L’ethnographie de l’Etat que proposent Fassin et al. appréhende l’Etat comme

« une réalité concrète et située, autrement dit à la fois incarnée par des individus et inscrite dans une temporalité » et étudie « les personnes physiques qui le constituent et les raisons historiques qui le traversent » (2013:15). Ces chercheuses considèrent les agentes de l’Etat comme à la fois faisant et étant l’Etat et les institutions comme « le lieu même de la production de l’Etat », tout comme l’Etat représente la plus visible des institutions.

Olivier de Sardan propose ce qu’il nomme le concept exploratoire de norme pratique. Deux éléments qu’il évoque pour expliquer ce concept seront utiles pour mon analyse. D’une part, écrit-il les « comportements des agents de santé, comme ceux des agents de l’État ou de toute autre institution, bien que censés suivre un ensemble de normes professionnelles précises, inculquées lors de la formation de ces agents, s’en éloignent souvent de façon significative » (2010:7).

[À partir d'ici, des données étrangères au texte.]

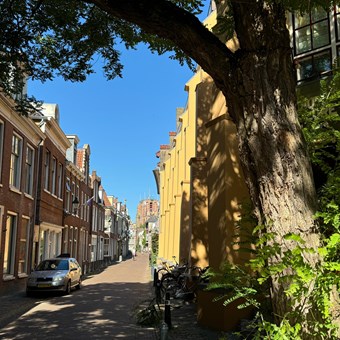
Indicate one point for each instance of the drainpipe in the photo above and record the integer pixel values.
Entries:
(37, 198)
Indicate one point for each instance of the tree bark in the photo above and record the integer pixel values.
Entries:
(259, 85)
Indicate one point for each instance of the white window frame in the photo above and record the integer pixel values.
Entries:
(60, 180)
(10, 242)
(47, 169)
(16, 162)
(29, 170)
(54, 176)
(25, 221)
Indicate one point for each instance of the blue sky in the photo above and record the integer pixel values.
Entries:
(124, 120)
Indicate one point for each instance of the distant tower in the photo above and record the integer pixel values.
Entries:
(145, 209)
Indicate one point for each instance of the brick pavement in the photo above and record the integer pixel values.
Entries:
(118, 291)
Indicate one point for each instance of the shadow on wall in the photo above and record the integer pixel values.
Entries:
(185, 232)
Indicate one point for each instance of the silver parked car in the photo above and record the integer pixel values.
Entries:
(57, 274)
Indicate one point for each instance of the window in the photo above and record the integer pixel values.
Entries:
(68, 195)
(1, 144)
(10, 240)
(106, 246)
(29, 170)
(311, 31)
(60, 180)
(54, 176)
(337, 21)
(47, 169)
(15, 167)
(23, 246)
(314, 66)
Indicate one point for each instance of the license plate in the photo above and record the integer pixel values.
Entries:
(44, 285)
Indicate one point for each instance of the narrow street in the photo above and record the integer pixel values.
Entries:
(102, 309)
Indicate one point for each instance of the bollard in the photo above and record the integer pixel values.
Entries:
(164, 331)
(167, 310)
(155, 277)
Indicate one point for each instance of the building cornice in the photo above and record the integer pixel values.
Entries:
(73, 169)
(53, 131)
(22, 123)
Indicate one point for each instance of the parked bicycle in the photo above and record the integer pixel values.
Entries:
(180, 281)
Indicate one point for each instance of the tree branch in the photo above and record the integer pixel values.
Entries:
(163, 18)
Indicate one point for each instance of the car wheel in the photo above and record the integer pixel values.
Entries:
(68, 288)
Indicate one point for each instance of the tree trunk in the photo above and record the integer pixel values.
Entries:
(259, 85)
(272, 149)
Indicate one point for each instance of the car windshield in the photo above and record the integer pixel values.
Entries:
(53, 265)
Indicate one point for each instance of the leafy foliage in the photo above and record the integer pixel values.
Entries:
(320, 120)
(308, 286)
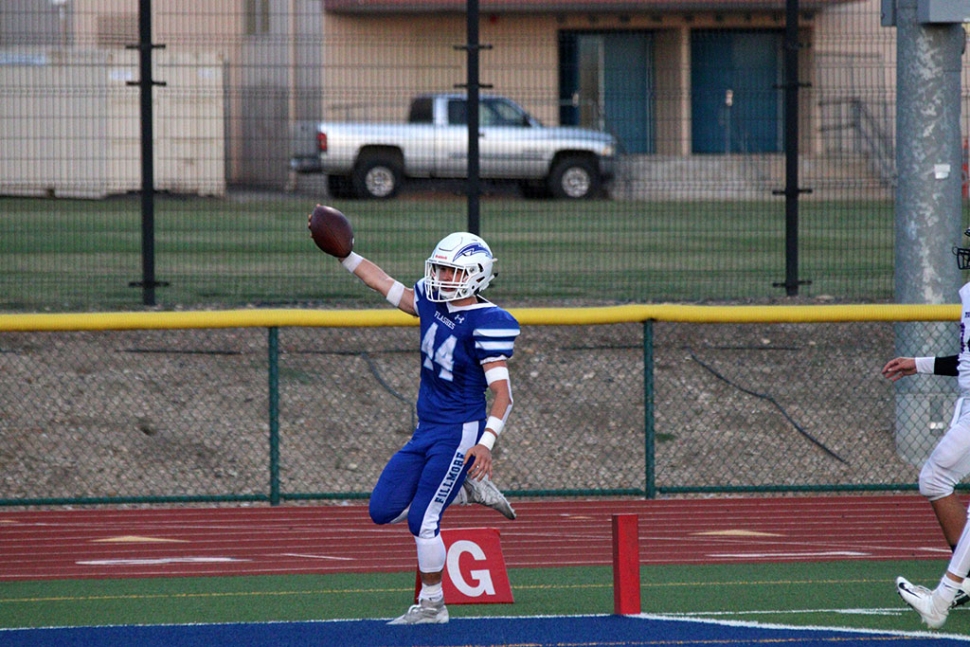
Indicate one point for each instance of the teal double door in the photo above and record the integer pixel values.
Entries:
(736, 100)
(607, 81)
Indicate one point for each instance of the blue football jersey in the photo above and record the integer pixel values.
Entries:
(454, 343)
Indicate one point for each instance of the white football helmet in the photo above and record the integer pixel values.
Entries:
(963, 254)
(460, 266)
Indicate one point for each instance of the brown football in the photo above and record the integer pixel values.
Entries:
(331, 231)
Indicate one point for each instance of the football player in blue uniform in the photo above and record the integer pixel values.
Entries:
(465, 344)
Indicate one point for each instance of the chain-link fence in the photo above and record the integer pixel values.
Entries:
(694, 100)
(313, 413)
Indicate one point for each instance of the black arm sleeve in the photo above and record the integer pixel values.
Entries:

Ce concept permet de peser l’écart qui existe partout, « les écarts entre les normes professionnelles des acteurs délivrant des services publics ou collectifs et leurs pratiques effectives » (2010:8) et d’observer comment « ces comportements plus ou moins “non conformes” sont malgré tout régulés » (2010:7). Il explique que, dans différents champs, sont observées des difficultés similaires et des normes pratiques similaires :

« de nombreuses difficultés rencontrées dans les services de santé se retrouvent aussi dans la justice, dans la gestion des infrastructures communales ou dans les politiques d’élevage. Les normes pratiques qui régulent les comportements des sages-femmes sont pour une part analogues à celles qui régulent les comportements des douaniers (Olivier de Sardan, 2001). » (2010)

Tandis que Fassin et al. « [plongent] au cœur de l’Etat »47 (2013), Marc Abélès (2014) invite in fine à penser « au-delà de l’Etat », c’est-à-dire à

« mener à partir du sensible, des actions (et/ou des actions sur des actions) et des usages, l’enquête sur le politique […] qui peut permettre de s’émanciper des stéréotypes dominants de la « société pour l’Etat », de l’Etat-nation conçu comme rempart face à la globalisation. Pensons au-delà de l’Etat » (102-103).

47 Il détaille ainsi le fait de plonger au cœur de l’Etat : « littéralement, pénétrer le fonctionnement ordinaire des institutions publiques, mais c’est aussi, métaphoriquement, appréhender les valeurs et les affects qui traversent les politiques de gouvernants et les pratiques des agents » (Fassin 2013 :13).

Je commencerai par plonger au cœur de l’Etat à travers l’étude de la lutte contre la tuberculose analysée comme un dispositif d’action publique, puis je tenterai de penser au-delà de l’Etat.

Les analyses socio-anthropologiques de l’Etat permettent d’analyser la lutte contre la tuberculose comme une oeuvre étatique.

Combiner la sociologie des problèmes publics (telle que pratiquée par Gusfield, Cefaï, Lascoumes) avec la socio-anthropologie des actions publiques (notamment les travaux de Olivier de Sardan, Fassin, Lascoumes et Le Galès) mène au questionnement de la lutte contre la tuberculose comme action publique.